I got bored very quickly. Like the following-week-type of quickly. Pushing myself to adopt the skin of somebody so different, so out of my comfort zone, made me miserable. I once had a giant Tolstoy book with me that I flipped through and nearly fell asleep reading; I’ve skipped through albums on niche artists to try and find something to hook onto. If I couldn’t be the fashion girlie with the perfect outfit and I couldn’t be the slim yoga girlie or corporate gal, then surely I could find myself as a book girlie — but even then there were barriers. You had to read certain books by certain authors, and there had to be some deep pivotal message in it that touched on something in our society.
I’m not a cool girl and I probably won’t ever be one.
And maybe there’s nothing wrong with that. I probably won’t ever understand the obsession with Rupi Kaur’s poems, the appeal of Emma Chamberlain’s YouTube diaries, or the nuance that was Sally Rooney’s novel Normal People.
And perhaps this is a rant from someone who has always sat on the outside of the circle, but as nice as it is to try and define who we are, to find our group of people, the cold dose of reality is that we’re not one-dimensional, we can like and be a whole host of things. I can be a cultural girlie and still read my shitty romance novels with predictable endings. I can still have the so-called clean health aesthetic and have my weekends pastry-filled. And I can like five songs from an artist without knowing their entire catalogue of music.
I’m going to consume media without it being an aesthetic, without it being a part of my brand. I’m probably going to arrive at the cultural party way too late simply because I don’t care to keep up with what’s happening.

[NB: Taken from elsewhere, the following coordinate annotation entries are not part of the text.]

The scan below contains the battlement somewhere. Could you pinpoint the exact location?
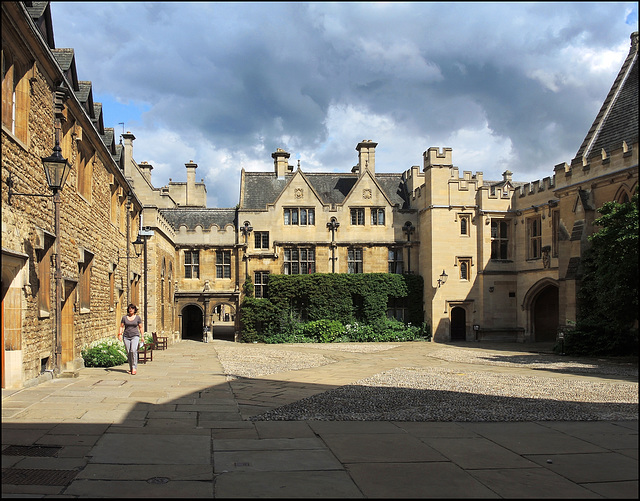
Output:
[554,141,638,188]
[422,147,453,170]
[451,166,483,186]
[514,174,556,197]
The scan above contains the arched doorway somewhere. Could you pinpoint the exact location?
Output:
[532,285,559,342]
[182,305,203,341]
[211,302,236,341]
[451,306,467,341]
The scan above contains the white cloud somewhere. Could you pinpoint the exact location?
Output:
[51,2,637,207]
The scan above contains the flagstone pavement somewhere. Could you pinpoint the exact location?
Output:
[2,340,638,499]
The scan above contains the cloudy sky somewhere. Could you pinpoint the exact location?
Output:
[51,1,638,207]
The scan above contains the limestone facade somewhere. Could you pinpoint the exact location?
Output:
[2,2,638,387]
[2,2,142,388]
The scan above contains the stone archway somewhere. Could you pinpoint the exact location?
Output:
[451,306,467,341]
[531,285,559,342]
[182,304,204,341]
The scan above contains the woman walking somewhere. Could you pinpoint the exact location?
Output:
[118,304,144,375]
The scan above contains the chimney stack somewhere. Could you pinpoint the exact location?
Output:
[352,139,378,174]
[184,160,198,206]
[271,148,293,179]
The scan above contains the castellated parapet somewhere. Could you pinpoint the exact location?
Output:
[422,147,453,170]
[515,175,556,197]
[554,141,638,188]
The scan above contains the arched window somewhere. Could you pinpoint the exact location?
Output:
[2,47,30,143]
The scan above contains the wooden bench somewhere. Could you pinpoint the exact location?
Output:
[151,332,169,350]
[138,343,154,364]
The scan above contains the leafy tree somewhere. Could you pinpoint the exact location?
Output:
[567,190,638,355]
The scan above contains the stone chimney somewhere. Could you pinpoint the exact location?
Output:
[138,162,153,184]
[351,139,378,174]
[184,160,198,206]
[422,147,453,170]
[271,148,293,178]
[122,131,136,179]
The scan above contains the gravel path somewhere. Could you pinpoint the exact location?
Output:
[216,343,638,421]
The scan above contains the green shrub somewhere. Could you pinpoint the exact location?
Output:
[302,319,344,343]
[343,322,375,343]
[82,337,127,367]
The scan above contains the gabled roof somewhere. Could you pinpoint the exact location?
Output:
[51,49,80,92]
[24,2,56,49]
[240,172,409,210]
[159,208,236,231]
[574,32,638,160]
[75,80,95,119]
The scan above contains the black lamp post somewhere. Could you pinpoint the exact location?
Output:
[7,131,71,374]
[438,270,449,288]
[327,217,340,273]
[131,230,153,332]
[402,221,416,273]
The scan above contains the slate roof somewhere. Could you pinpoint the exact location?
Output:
[159,207,237,231]
[241,172,409,210]
[576,32,638,159]
[51,49,74,71]
[24,2,49,19]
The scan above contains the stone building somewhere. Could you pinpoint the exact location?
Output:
[1,2,142,388]
[2,2,638,387]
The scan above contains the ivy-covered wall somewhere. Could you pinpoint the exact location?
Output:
[241,273,424,340]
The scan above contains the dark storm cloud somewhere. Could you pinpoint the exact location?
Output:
[52,2,637,206]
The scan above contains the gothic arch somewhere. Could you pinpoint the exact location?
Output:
[613,183,635,203]
[522,277,560,342]
[180,303,204,341]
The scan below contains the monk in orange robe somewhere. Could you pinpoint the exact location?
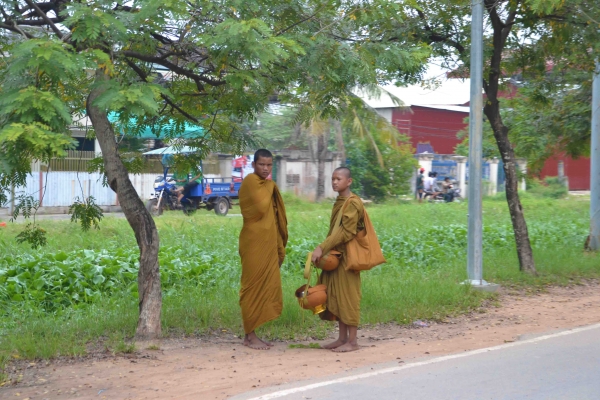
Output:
[239,149,288,350]
[312,167,365,353]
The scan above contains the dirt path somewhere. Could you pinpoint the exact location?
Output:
[0,282,600,400]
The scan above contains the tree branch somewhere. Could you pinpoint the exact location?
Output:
[25,0,63,40]
[122,51,227,90]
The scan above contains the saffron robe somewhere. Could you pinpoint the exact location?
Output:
[319,196,365,326]
[239,174,288,333]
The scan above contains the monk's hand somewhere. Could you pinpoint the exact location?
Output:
[311,246,323,264]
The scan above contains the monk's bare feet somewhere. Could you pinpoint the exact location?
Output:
[321,339,346,350]
[331,342,360,353]
[244,332,271,350]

I’ll like what I like. In a world where we’re told everything on social media is curated and all for show, the last thing we should be doing is defining our personal brands, and our own identities to be something we’re not.
So here’s the thing. If you enjoy reading Sylvia Plath, drinking red wine or five a.m. wake times to fill your gratitude journal, that’s great; you do that. So long as you remember that this has to be for you and not to look cool. And if you want to read exclusively HEA romance or fantasy novels and binge cringe-worthy episodes of Seinfeld while in the bath, that is cool too and I am probably doing the same thing.
In fact, this is the soul of wisdom. Much of the cool girl thing is targeted marketing. It is a story in search of clicks, part of the monetized attention economy the Internet has inflicted upon us in new and ever-evolving ways. Just knowing yourself and being comfortable in your own skin puts you way, way ahead of 90 percent of the population. For example, I've rarely worn make up. Even my daughter, when she was 3 (!) told me, "Mom, you could use a little lipstick sometimes." I laughed, and said, "Yeah, I know. Not gonna happen." All blessings to women with $1,000 worth of cosmetics, but that's just not me. Very uncool! But you know what? I'm happy. And, I bet, so are you.
The 'coolest' thing you can be is original. The pressure to fit into these carefully curated aesthetics circles back on itself and becomes the cliche. Someone who was once 'cool' or 'unique' for reading Tolstoy while having a glass of wine by candlelight, becomes the new basic...not that there's anything wrong with basic, but that's a topic for another day.
As soon as something becomes commercialized, the essence of its oomph disappears. SO just because your love for HEA romance and Seinfeld hasn't been aestheticized (yet) does not mean it isn't cool, it just means people aren't aware of how cool it is.